WarriorPrincess schrieb:


> Also, nicht nur verbissen üben, sondern auch mal genießen.


Ein "gesundes" Mittelmaß ist wichtig denke ich. Wenn man nur übt, verliert man womöglich die Lust und bei mir ist dann auch irgendwann einfach die Luft raus und es klappt gar nichts mehr. Wenn man dann weiter macht, wird es ja nur noch frustrierend.


----------



## scylla (15. April 2014)

Melanchen schrieb:


> Ein "gesundes" Mittelmaß ist wichtig denke ich. Wenn man nur übt, verliert man womöglich die Lust und bei mir ist dann auch irgendwann einfach die Luft raus und es klappt gar nichts mehr. Wenn man dann weiter macht, wird es ja nur noch frustrierend.
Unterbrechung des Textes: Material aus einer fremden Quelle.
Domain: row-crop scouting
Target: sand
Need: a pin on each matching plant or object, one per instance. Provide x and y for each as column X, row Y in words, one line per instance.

Sowieso. Wenn man sich in eine Sache total verbeißt, dann kommt irgendwann der Punkt, wo's eher immer schlechter wird als besser.
Einfach von der Lust und Laune abhängig machen, wie WarriorPrincess schon sagt. Wenn man an einem Tag denkt "das würde ich jetzt gerne üben", dann ruhig mal ein wenig festbeißen. Wenn man am nächsten Tag keine Lust zu garnichts hat, dann kann man auch einfach mal eine Runde "Radweg" fahren. Hauptsache es macht Spaß 

Auch wie und wo man übt ist ganz individuell. Viele Leute üben gerne mal auf dem Aldiparkplatz, was sicher auch ein sehr sinnvoller Ansatz ist. Mir taugt das hingegen gar nicht, da wird mir so fad, dass ich das keine 5 min durchhalte. Ich übe deswegen lieber direkt auf den Trails wo jeder sagt "um Himmels Willen, das ist doch kein Platz zum Üben"


----------



## Deleted298378 (15. April 2014)

Aber auf dem Trail hat man ja auch den richtigen Untergrund und die richtigen Bedingungen. Auf die Dauer stelle ich mir das auf einem Parkplatz nicht sehr hilfreich vor. Aber da sind die Geschmäcker ja verschieden


----------



## Votec Tox (15. April 2014)

Beides! Nicht jeder wohnt direkt am Trail und besser man übt bei den Alltagsfahrten in der Stadt immer wieder mal z.B. Achten fahren, Kreise mit Lenker parallel zum Oberrohr, um enge Fahrradständer (diese mit den hüfthohen Bügeln) rum zu manövriere und wenn das klappt, 
dann auf der Stelle zu stehen oder kleine Hüpfer auf Bordsteinkanten rauf und runter usw. 
als ob man einmal die Woche auf dem Trail ein wenig übt.


----------



## mäxx__ (15. April 2014)

Klink mich als Mann und Papa von 2 Jungs ein...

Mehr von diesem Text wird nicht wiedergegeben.